Alam semesta punya hukumnya sendiri, bahasanya sendiri, Tisa. Mereka berupa angka-angka yang terhampar dimana-mana. Menunggu kita temukan, notasikan, hubungkan dan kita terapkan. Termasuk urusan-urusan di depan mata kita. Urusan P dan NP ini. Urusan pencarianmu. Urusan reinkarnasi. Urusan siklus semesta dalam kitabmu. Urusan yin dan yang. Urusan kapan diam, kapan bergerak. Untuk mencari itu semua, kita tak bisa diam saja. Seabsolut apapun konstanta dalam hukum alam, ia bisa keliru. Sepintar-pintarnya manusia mereka hanya sanggup menciptakan ilmu pengetahuan untuk memprediksi fenomena yang memang bisa diprediksi. Fenomena yang simetris. Namun, begitu semua berantakan, semua acak, siapa yang tahu apa yang akan terjadi selanjutnya? Dunia kita makin terjejal entropi. Kita semakin lumpuh. Semua konstanta yang tercipta jadi sia-sia. Prediksi makin tak sangkil. Kita sudah sangat salah. Salah sekali.
(Prima)

Novel ini tidak hanya berbahaya bagi amygdala kita. Bagian otak yang berfungsi untuk mengekspresikan emosi baik positif maupun negatif. Amygdala yang memegang kendali penuh ketika saya mencoba menuntaskan bab demi bab yang ditandai dengan kode heksagram I-Ching dari satu hingga enam puluh empat.

Novel fiksi bergenre science fiction yang sebelumnya pernah saya baca biasanya akan mudah dipahami setelah kita sampai pada bagian akhir cerita. Namun pada Buku Panduan Matematika Terapan ini bahkan neokorteks dalam otak saya yang bertugas untuk menangkap stimulus dengan nalar yang tepat ini tampaknya sudah terganggu terlebih dahulu bahkan sebelum mencapai akhir cerita.

Saya membayangkan kertas-kertas penuh pesan berisikan angka dan teori Matematika berlarian menuju memori terdalam. Logaritma masa SMA, probabilitas masa SMP, hingga pada hukum kekekalan energi milik Einstein. Siapa tahu ada sesuatu yang bisa didapatkan di sana. Siapa tahu ada yang bisa saya mengerti atas keabsurdan cerita Mantisa dan Prima.

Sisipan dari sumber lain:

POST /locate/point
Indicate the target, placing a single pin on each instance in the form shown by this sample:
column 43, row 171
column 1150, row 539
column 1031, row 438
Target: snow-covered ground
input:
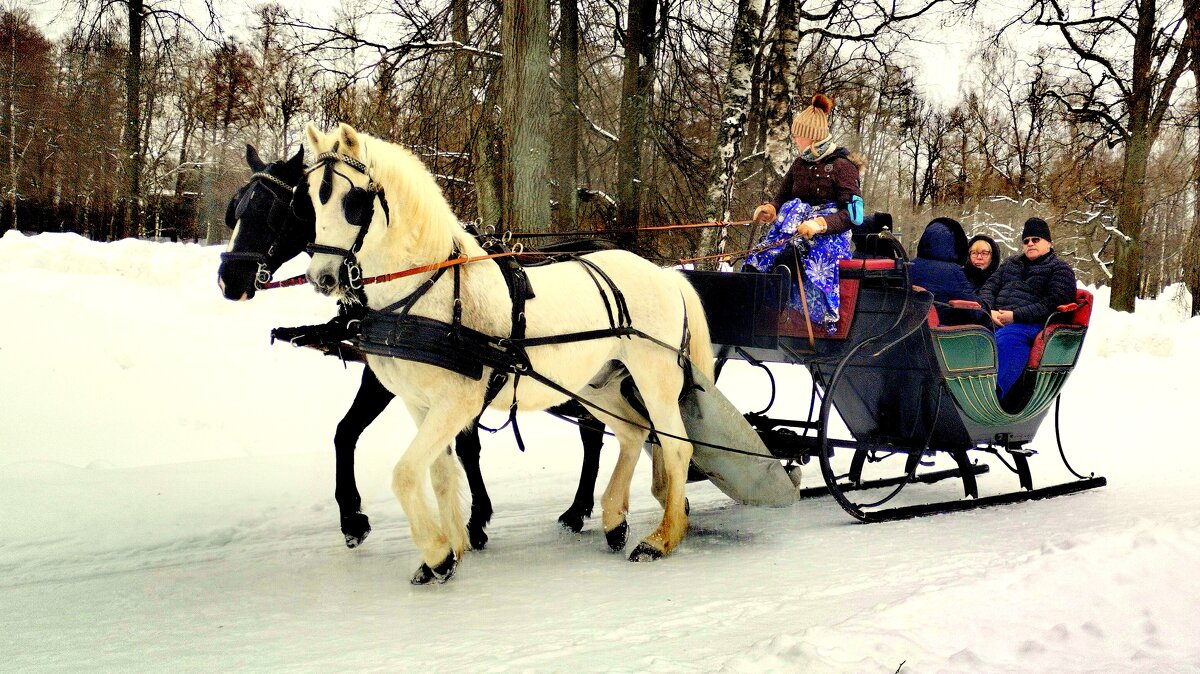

Membaca buku ini juga seperti dejavu. Pernah membaca novel berteman serupa yang berjudul Phi. Kemiripan pada kefanaan kita sebagai makhluk, pikiran manusia yang terbatas, juga pada teori-teori tentang dimensi waktu.
Hanya saja Phi memang lebih mendominasi pada pengejaran sebuah cinta. Sedangkan novel ini menurut saya hendak menyampaikan bahwa sekuat apapun manusia berusaha, hingga ia bisa menghentikan waktu sekalipun, takdir yang dibuat oleh Tuhan untuknya tetaplah sama. Hanya saja cara kita sampai pada sebuah tujuan hidup itulah yang berbeda-beda. Proses yang membaikkan atau justru merusak.
Namun tentu saja keputusan akhir tetap berada pada kekuasaanNya. Baik maupun buruk.

Lompatan-lompatan waktu yang dibuat oleh Triskaidekaman awalnya dapat dimengerti. Namun begitu Mantisa menemukan jawaban tentang siapa sebenarnya Prima? Saya dibuat bingung olehnya. Membuka kembali pengetahuan-pengetahuan lama tentang resiprokal dan peluang.

Triskaidekaman juga membawa isu sosial tentang seorang anak dengan masing-masing ke istimewaannya meskipun banyak orang menyebutnya dengan keterbatasan. Seorang tuna rungu yang dibully teman, yatim piatu yang dipandang sebelah mata, dan juga ketidak adilan seorang pimpinan dalam memanusiakan manusia.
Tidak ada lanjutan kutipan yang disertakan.